Enable javascript in your browser for better experience. Need to know to enable it? Go here.

How to perform a structured evaluation of AI conversational solutions

Disclaimer: AI-generated summaries may contain errors, omissions, or misinterpretations. For the full context please read the content below.

Knowledge-driven conversational solutions are essential in modern digital workflows. They allow large language models to interact with curated knowledge bases for a diverse range of tasks including customer support, search and analytics. However, evaluating them poses some challenges — they’re typically composed of multiple interdependent components, continuously evolving sources of data and feature opaque, black box mechanisms.

 

In this post, we detail how we evaluated an enterprise AI conversational system powered by AWS Bedrock Agents and Amazon Kendra, using Weights & Biases (W&B) Weave.

 

Before this, our evaluation relied on ad hoc manual testing. Team members submitted queries to the system, manually inspected the generated responses, and subjectively judged quality. This approach was inconsistent across evaluators, couldn't scale as the knowledge base grew, lacked reproducibility and provided no way to isolate whether failures originated from retrieval, prompting, or generation.

 

By replacing this fragmented process with a structured, metrics-driven evaluation framework, we achieved significant improvements in system performance, accuracy and stakeholder alignment.

 

The challenges of evaluating AI systems

 

Although traditional metrics like accuracy or F1 score are applicable to algorithmically-generated text data, they’re insufficient for assessing a complex conversational system. This isn't because we can't calculate precision/recall for text, but because binary classifications miss the multiple dimensions of retrieval systems. Our evaluation identified several critical challenges:

 

  • Black-box evaluation limitations. Bedrock Agents concealed retrieval mechanisms, which made it difficult to directly calculate retrieval metrics.

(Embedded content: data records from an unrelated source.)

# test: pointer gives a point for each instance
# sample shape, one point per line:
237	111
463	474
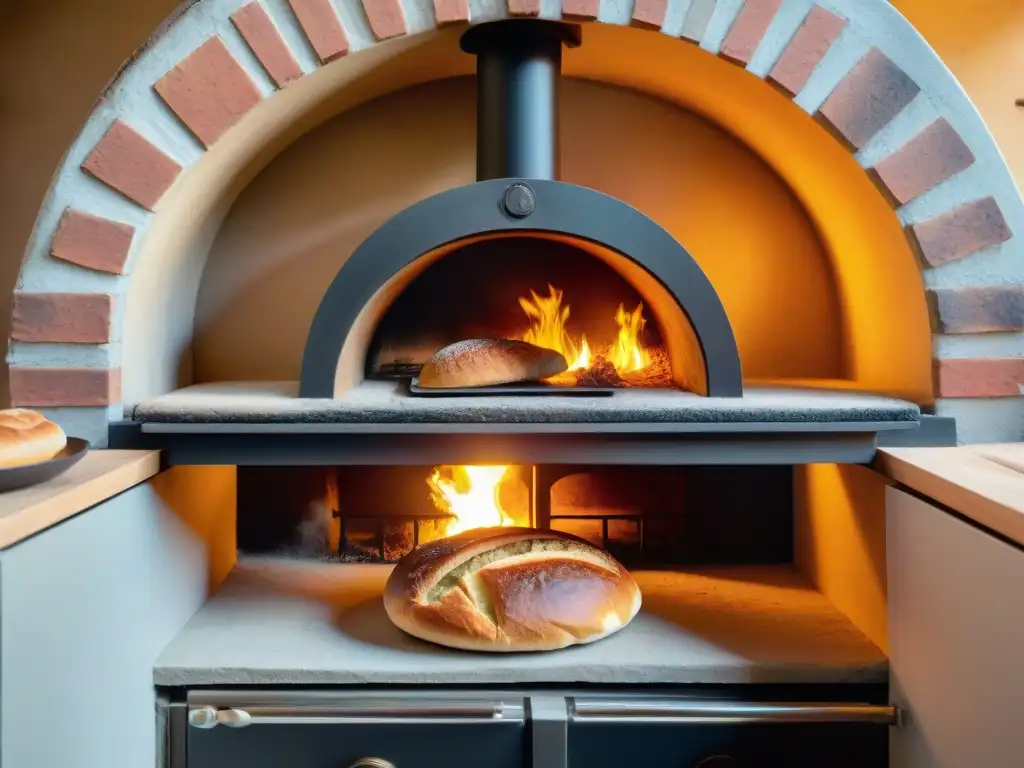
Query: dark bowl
12	478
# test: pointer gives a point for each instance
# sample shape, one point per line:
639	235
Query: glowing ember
471	495
548	320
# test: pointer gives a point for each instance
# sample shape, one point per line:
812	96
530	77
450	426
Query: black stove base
711	727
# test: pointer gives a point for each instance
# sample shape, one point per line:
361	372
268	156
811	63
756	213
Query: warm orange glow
548	320
471	495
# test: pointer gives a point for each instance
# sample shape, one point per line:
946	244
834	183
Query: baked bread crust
27	437
510	589
479	363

  • Inconsistent source attribution. Generated responses were often missing citations linked to knowledge base documents.

  • An evolving knowledge base. As the knowledge base expanded from object storage to enterprise search, the evaluation criteria needed to evolve.

  • Multi-stakeholder alignment. Business users, technical teams and compliance officers all required different evaluation perspectives.

 

How can we define system accuracy holistically?

 

In most established forms of machine learning, accuracy is typically a single measure of correct predictions. However, for knowledge-driven conversational solutions, accuracy is multi-dimensional; it needs to be assessed across three interdependent components:

 

  1. A retrieval component (RAG): Did the system retrieve relevant and correct documents based on the input query?

  2. A prompt engineering component: Did the system effectively guide the LLM to use retrieved context?

  3. Language model component (the LLM): Did the LLM generate a factually correct and coherent answer?

 

All three need to work in harmony for accuracy. Perfect retrieval with poor prompting, for example, still produces irrelevant answers, while strong prompting with bad retrieval leads to hallucinations.

A structured evaluation framework

 

To address these challenges, we implemented Weights & Biases Weave as a unified evaluation platform. The system under evaluation is a customer-facing conversational AI assistant: users submit natural language queries, Amazon Kendra retrieves relevant documents from a knowledge base and AWS Bedrock Agents generates a response using those documents as context.

 

Because failures can occur at any stage of this pipeline — wrong documents retrieved, poor prompt construction, or unfaithful generation — a single accuracy score isn’t sufficient. Our framework consolidated assessment across five critical dimensions: retrieval quality, answer faithfulness, answer relevance, context precision and system performance. Each dimension targets a specific stage of the pipeline, enabling us to pinpoint exactly where quality degrades.

 

The components of the solution included:

 

  • A unified evaluation project: Using W&B Weave's project structure, we centralized all test cases, metrics and production data in a single workspace — ensuring every team member worked from the same source of truth.

  • A structured test dataset: We curated a set of representative queries, each paired with ground truth answers and expected source documents, to measure system performance consistently across iterations.

  • Multi-dimensional scoring: More than 25 granular metrics were implemented, including precision@k, recall@k, semantic similarity and hallucination detection — each targeting a specific stage of the RAG pipeline.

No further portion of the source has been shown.